Jose Luis Magana / AP
hide title
toggle signature
Jose Luis Magana / AP
Demonstrators gathered on Saturday in Washington to participate in the Campaign of the Poor to protest inequality.
Jose Luis Magana / AP
In 1968, Martin Luther King Jr. organized a march on Washington by low-income Americans of various backgrounds, known as the Poor’s Campaign.
More than 50 years later, some 2,000-3,000 protesters gathered on Saturday to deliver the same message at the Assembly of Poor and Low Wage Workers and the Moral March in Washington and at the polls.
The rally called on low-income voters to take part in the upcoming midterm elections and was attended by faith-based organizations, pro-democracy groups, labor unions and climate change activists from across the country.

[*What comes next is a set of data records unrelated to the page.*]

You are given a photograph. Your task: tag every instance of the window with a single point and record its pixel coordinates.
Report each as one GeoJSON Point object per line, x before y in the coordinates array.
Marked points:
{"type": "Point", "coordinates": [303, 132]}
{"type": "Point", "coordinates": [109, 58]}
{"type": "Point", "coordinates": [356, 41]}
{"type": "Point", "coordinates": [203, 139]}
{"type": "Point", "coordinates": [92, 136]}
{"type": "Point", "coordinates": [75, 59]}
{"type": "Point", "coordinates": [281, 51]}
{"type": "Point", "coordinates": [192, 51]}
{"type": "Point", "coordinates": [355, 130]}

“As long as there are 140 million poor and low-income people in this country, and we know that this should not be the case, we will no longer be silent,” said co-chair Rev. William Barber. campaigns of the poor.
The protesters have united on a wide range of issues: poverty eradication, voter suppression, systemic racism, environmental damage and limited access to healthcare and education.

Indicator from Planet Money
Return to child poverty
The Poor Man’s Campaign also demands that supporters call the Third Reconstruction – large federal efforts to eradicate poverty and other large-scale changes. It follows the first reconstruction after the Civil War and the second reconstruction during the civil rights movement.
Barber also talked about the disproportionate impact of the COVID pandemic on low-income people. The Campaign of the Poor released a study in April that found that Americans in poor counties died almost twice as often from those in the wealthier counties.
“We know that before the pandemic, the poor were dying at a rate of 700 people a day – 250,000 a year,” Barber said.
“Until now, poor people were 2-5 times more likely to die from COVID during this pandemic, and we know this cannot be explained simply by vaccination results; this is due to the discrimination in our policies towards the poor and the underprivileged. rich people,” he said.
Demonstrators came from all over the US to protest inequality.
“I’m a little disgusted that we come to the capital of the richest country on the planet and see homeless people in the tunnels and living on the streets,” said Kevin Quinn, 43, who came to the rally from Nebraska.
“And so just to be able to be here and participate is an honor, and also something that is very upsetting, because we are here, what, 60 years later, and we are still marching for the poor – we still have not fixed this problem” , – he said.
Ryan Bank of WAMU contributed reporting.